The main focus of the laboratory's research is the valorisation of bio-based environmental resources in everyday and high-tech applications. The aim is to find sustainable alternatives to fossil-based polymeric materials by applying bio-based alternatives and recyclables.

The laboratory seeks novel ways to sustainably valorise cellulose by applying new, recyclable solvent systems, bio-based chemical modification reagents, and energy-saving technologies. New, bio-based or well-recycled solvent systems are used. The use of plant oils for the esterification of cellulose is being studied, and the technology of reactive extrusion is being developed as a synthesis medium.

The laboratory is the only one in Estonia that has the capacity to pilot electrospinning. By the electrospinning method, triboelectric materials and filter materials based on cellulose derivatives are developed.

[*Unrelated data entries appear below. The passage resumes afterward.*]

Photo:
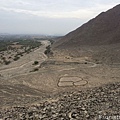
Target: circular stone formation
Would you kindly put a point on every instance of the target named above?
(69, 81)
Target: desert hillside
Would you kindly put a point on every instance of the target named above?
(98, 39)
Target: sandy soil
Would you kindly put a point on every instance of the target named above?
(20, 86)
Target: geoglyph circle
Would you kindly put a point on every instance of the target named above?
(69, 81)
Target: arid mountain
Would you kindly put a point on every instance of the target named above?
(100, 36)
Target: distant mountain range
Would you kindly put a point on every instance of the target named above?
(100, 36)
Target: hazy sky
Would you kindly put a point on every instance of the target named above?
(48, 16)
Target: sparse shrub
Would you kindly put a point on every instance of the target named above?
(35, 63)
(7, 62)
(16, 58)
(34, 70)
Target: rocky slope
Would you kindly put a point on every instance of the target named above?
(93, 104)
(98, 38)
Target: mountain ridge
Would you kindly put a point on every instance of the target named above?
(101, 30)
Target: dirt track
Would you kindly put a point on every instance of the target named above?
(18, 83)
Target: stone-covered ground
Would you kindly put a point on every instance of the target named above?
(98, 103)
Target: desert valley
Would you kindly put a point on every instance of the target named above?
(74, 77)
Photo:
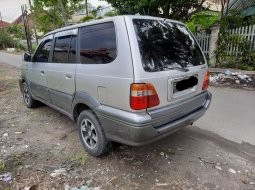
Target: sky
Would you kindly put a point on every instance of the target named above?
(11, 9)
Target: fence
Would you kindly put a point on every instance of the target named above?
(203, 40)
(248, 32)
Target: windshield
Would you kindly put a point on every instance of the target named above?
(165, 45)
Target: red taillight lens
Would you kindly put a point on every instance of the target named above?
(143, 96)
(206, 80)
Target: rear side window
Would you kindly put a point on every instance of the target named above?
(165, 45)
(64, 50)
(98, 43)
(43, 53)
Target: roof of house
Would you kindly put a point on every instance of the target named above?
(4, 24)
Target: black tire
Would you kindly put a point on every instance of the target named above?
(91, 134)
(27, 97)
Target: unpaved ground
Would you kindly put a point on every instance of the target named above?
(35, 142)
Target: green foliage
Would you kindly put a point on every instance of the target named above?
(174, 9)
(202, 21)
(6, 40)
(111, 13)
(245, 59)
(16, 30)
(94, 12)
(48, 13)
(87, 18)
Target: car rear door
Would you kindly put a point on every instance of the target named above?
(61, 71)
(37, 70)
(166, 54)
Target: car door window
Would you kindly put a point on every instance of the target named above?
(43, 53)
(98, 43)
(64, 50)
(72, 51)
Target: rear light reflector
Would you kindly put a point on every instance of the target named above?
(143, 96)
(206, 80)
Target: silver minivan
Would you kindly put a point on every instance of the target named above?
(126, 79)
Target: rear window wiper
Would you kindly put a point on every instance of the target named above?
(183, 69)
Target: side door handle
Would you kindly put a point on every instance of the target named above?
(68, 76)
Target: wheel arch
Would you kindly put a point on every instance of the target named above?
(83, 101)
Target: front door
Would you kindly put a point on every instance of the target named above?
(61, 71)
(37, 70)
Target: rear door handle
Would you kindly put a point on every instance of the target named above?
(68, 76)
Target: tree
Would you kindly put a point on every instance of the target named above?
(174, 9)
(52, 14)
(94, 12)
(6, 40)
(16, 30)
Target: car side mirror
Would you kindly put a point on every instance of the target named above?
(27, 57)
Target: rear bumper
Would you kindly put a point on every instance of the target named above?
(137, 129)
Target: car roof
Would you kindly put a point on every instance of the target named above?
(107, 19)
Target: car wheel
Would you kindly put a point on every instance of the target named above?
(91, 134)
(29, 101)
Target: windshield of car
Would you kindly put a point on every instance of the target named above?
(166, 45)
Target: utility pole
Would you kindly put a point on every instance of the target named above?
(86, 7)
(32, 17)
(1, 19)
(26, 27)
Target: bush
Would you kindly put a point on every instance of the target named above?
(6, 41)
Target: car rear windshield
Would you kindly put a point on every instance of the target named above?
(165, 45)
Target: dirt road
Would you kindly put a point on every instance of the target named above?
(36, 142)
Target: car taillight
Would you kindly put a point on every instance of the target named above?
(206, 80)
(143, 96)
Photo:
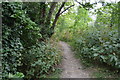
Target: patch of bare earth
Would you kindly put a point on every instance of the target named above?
(72, 68)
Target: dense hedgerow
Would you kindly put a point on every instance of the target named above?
(101, 45)
(23, 55)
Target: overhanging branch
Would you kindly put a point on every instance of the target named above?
(66, 9)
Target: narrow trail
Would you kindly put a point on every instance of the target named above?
(71, 66)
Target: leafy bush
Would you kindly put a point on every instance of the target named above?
(40, 60)
(103, 46)
(22, 53)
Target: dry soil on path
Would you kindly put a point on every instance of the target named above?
(72, 68)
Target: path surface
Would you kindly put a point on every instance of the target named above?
(70, 65)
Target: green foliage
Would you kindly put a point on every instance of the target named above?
(100, 45)
(97, 43)
(22, 53)
(40, 60)
(17, 75)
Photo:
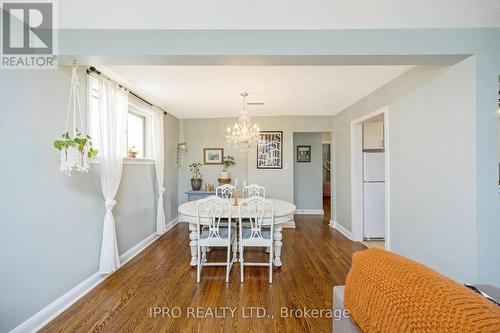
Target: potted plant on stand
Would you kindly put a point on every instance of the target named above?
(224, 175)
(196, 179)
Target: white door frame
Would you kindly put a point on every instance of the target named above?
(357, 175)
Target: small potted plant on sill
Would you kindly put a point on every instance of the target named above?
(224, 175)
(132, 152)
(196, 180)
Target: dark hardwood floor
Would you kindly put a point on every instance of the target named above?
(315, 258)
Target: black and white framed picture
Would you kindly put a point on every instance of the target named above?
(270, 150)
(304, 154)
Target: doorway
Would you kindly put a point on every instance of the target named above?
(370, 181)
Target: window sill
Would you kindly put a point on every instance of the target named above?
(127, 161)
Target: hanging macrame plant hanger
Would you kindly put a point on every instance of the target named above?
(76, 147)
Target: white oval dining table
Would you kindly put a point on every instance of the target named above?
(283, 213)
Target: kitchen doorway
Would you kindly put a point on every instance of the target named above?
(370, 194)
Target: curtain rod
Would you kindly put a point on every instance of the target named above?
(92, 69)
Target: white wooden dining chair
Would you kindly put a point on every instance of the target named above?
(209, 213)
(259, 212)
(254, 189)
(225, 191)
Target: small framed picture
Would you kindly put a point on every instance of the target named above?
(213, 156)
(304, 154)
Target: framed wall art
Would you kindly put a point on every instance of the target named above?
(213, 156)
(304, 154)
(270, 150)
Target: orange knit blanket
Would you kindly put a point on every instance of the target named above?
(385, 292)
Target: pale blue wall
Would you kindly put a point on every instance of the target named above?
(33, 105)
(51, 224)
(431, 142)
(308, 176)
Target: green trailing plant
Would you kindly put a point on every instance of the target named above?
(228, 161)
(195, 170)
(78, 142)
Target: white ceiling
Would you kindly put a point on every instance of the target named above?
(277, 14)
(214, 91)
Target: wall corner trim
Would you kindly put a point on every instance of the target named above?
(47, 314)
(341, 229)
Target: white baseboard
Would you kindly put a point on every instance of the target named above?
(44, 316)
(172, 224)
(310, 212)
(341, 229)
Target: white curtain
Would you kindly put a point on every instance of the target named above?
(159, 166)
(113, 111)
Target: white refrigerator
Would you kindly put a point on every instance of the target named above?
(374, 195)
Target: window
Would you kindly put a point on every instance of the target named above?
(137, 145)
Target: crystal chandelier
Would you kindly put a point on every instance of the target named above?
(243, 136)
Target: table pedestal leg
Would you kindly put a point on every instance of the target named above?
(235, 251)
(277, 245)
(193, 236)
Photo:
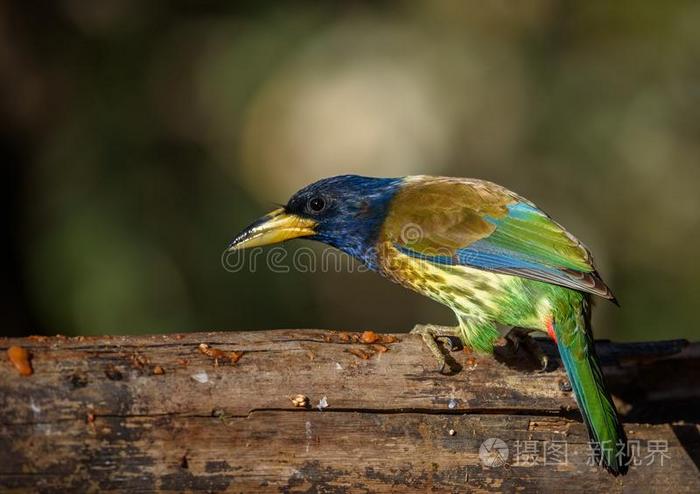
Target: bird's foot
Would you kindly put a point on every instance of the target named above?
(448, 335)
(518, 337)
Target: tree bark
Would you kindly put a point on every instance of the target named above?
(170, 414)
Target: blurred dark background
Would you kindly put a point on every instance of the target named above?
(138, 137)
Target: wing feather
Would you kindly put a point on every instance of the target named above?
(486, 226)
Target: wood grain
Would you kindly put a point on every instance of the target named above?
(159, 413)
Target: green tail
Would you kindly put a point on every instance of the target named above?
(575, 342)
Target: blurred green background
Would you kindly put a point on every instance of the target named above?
(138, 137)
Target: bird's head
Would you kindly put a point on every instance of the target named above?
(346, 212)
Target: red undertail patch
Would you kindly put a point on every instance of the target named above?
(550, 328)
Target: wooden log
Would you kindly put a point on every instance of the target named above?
(166, 413)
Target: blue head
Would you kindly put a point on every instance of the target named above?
(345, 212)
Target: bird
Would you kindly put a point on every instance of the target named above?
(489, 254)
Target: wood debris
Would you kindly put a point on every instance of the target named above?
(217, 354)
(21, 359)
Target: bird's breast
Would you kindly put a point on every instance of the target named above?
(465, 290)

The laboratory has a unique pilot production capability in Estonia in essential areas of polymer technology, such as hot mixing, extrusion, and injection moulding. Thermoplastic or thermosetting polymer composites with inorganic or bio-based additives are being developed to efficiently use secondary raw materials in the circular economy. It will be clarified whether and how different types of mineral waste, such as ash from electricity or oil production, can replace mined mineral resources such as limestone. Solutions are also being sought for larger-scale recycling of textile waste and lignocellulosic fibers.

Activities:

conducting studies at the bachelor's, master's and doctoral level.
conducting basic and applied research in the field of technology and chemistry of polymeric materials and biopolymers.
providing product and technology development, piloting and testing services to companies.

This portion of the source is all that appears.